本懂得这个手势,他站起来,掏出那柄柯尔特左轮手枪,走到卡利安身后,他右手持枪,将一张薄薄的灰色床单搭在左手手臂上,像一位酒店端酒的侍者那样。
这是为了避免处决时鲜血崩的他浑身都是,当然,处决者里不乏一些疯子,就是享受那种浑身是血的感觉,这里的天主教信仰并不是十分纯粹,有明显的西非原始宗教的传统,许多人相信,沐浴在鲜血里能获得某种力量。
本用枪口抵住了卡利安的脑袋,这将是他第一次杀人,或许原身已经做了无数次这样的事,但对他来说这是第一次。
“卡利安,上帝祝愿你。”本说了一句废话,众所周知,被爆了脑袋的人是不会上天堂的。
他的心有些恍惚,但握着枪的手却莫名的稳定,他深深的知道,这一枪之后,意味着他真正的走上了一条不归路。
“本,下手痛快点,”卡利安对本说,他又抬头看向塞巴斯蒂安“老大,请善待我的家人。”随后将头沉沉低下,再也不说一句话了。
本可以清晰的感觉到,当冰冷的枪口抵住卡利安的脑袋上时,卡利安的喘息明显粗重起来,可几分呼吸声过后,这种喘息越发平静,直到几乎不可闻。

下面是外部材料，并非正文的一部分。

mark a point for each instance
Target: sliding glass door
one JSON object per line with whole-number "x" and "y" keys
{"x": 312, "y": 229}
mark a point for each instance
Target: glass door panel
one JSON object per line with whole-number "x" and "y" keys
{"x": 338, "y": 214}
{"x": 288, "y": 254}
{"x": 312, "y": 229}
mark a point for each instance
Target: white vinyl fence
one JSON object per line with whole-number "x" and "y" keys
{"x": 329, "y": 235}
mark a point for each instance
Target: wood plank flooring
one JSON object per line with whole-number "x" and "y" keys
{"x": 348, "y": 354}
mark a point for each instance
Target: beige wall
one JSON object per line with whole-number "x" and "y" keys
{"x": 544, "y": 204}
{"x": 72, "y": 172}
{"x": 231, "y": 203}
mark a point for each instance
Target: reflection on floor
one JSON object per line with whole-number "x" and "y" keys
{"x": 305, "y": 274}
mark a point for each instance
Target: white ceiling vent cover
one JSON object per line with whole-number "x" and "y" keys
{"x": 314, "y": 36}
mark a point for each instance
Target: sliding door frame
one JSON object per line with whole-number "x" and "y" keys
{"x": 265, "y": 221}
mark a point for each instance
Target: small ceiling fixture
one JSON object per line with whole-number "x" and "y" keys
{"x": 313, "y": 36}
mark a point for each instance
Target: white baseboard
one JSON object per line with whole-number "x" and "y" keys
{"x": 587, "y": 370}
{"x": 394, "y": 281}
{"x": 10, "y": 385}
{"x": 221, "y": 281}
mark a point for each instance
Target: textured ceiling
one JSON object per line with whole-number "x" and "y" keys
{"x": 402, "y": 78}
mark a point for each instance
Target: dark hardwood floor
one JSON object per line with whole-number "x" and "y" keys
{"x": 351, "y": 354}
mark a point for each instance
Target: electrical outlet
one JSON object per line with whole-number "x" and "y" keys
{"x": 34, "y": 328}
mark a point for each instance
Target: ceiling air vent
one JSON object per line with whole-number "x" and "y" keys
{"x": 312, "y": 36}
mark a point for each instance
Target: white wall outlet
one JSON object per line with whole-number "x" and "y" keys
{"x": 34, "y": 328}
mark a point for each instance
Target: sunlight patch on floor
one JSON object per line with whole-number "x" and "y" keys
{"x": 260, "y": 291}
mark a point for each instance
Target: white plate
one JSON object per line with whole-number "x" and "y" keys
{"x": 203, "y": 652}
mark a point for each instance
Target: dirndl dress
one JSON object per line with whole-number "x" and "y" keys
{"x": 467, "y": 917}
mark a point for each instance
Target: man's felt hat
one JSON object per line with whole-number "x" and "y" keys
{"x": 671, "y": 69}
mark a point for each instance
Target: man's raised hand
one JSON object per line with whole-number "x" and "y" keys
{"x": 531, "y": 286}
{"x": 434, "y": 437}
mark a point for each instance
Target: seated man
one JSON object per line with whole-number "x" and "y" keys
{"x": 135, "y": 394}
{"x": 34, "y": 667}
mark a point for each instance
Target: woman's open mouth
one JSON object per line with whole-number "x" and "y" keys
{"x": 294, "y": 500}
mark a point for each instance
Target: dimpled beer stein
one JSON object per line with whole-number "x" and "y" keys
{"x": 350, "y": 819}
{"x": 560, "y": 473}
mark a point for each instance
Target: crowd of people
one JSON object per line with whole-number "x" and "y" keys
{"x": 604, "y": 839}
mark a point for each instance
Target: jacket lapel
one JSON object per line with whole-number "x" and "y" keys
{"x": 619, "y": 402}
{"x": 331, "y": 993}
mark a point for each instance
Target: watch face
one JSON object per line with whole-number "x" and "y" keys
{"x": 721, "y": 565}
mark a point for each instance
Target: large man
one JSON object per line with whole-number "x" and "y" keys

上辈子,在安格拉,一个老猎人曾经告诉他,当他用刀子缓缓刺进野鹿心脏时,他能够感受到野鹿的灵魂。
本此刻便能感受到,在生命的最后一刻,卡利安坦然的接受了他的死亡。
“砰!”本扣下了扳机,巨大的枪响传出,卡利安软软的倒在了地上,血和骨头碎片在地板上洒了一片。
所有人都凝重的看着这一幕,这就是背叛的下场,唯有一死,残酷但真实。
而本则站在原地,虽然有一层床单挡着,他依然又被溅到。一点白色的汁液挂在他的唇边,他下意识的舔了舔,没什么滋味。
他将床单从手臂上摘下,展开盖在卡利安的身体上。
“好了,看来我又得换一个地方住了。”赛巴斯蒂安用毛巾擦了擦手,面无表情,他环视四周,在场所有的头领都低着头,不敢瞧他。
塞巴斯蒂安下了床,看了看,卡利安的尸体,在几个护卫的簇拥下迈步出门去了。
其余人唯恐多在这房间里待一会儿,见塞巴斯蒂安走了,也纷纷离去。
本脱下染血的背心,仍在地上,用毛巾将脸上的血擦净了,将枪别回腰间,有些麻木地走出屋外。
正值黄昏,夕阳斜照,站在山丘上,远处是高远的基督山。
我不信上帝,本如是想。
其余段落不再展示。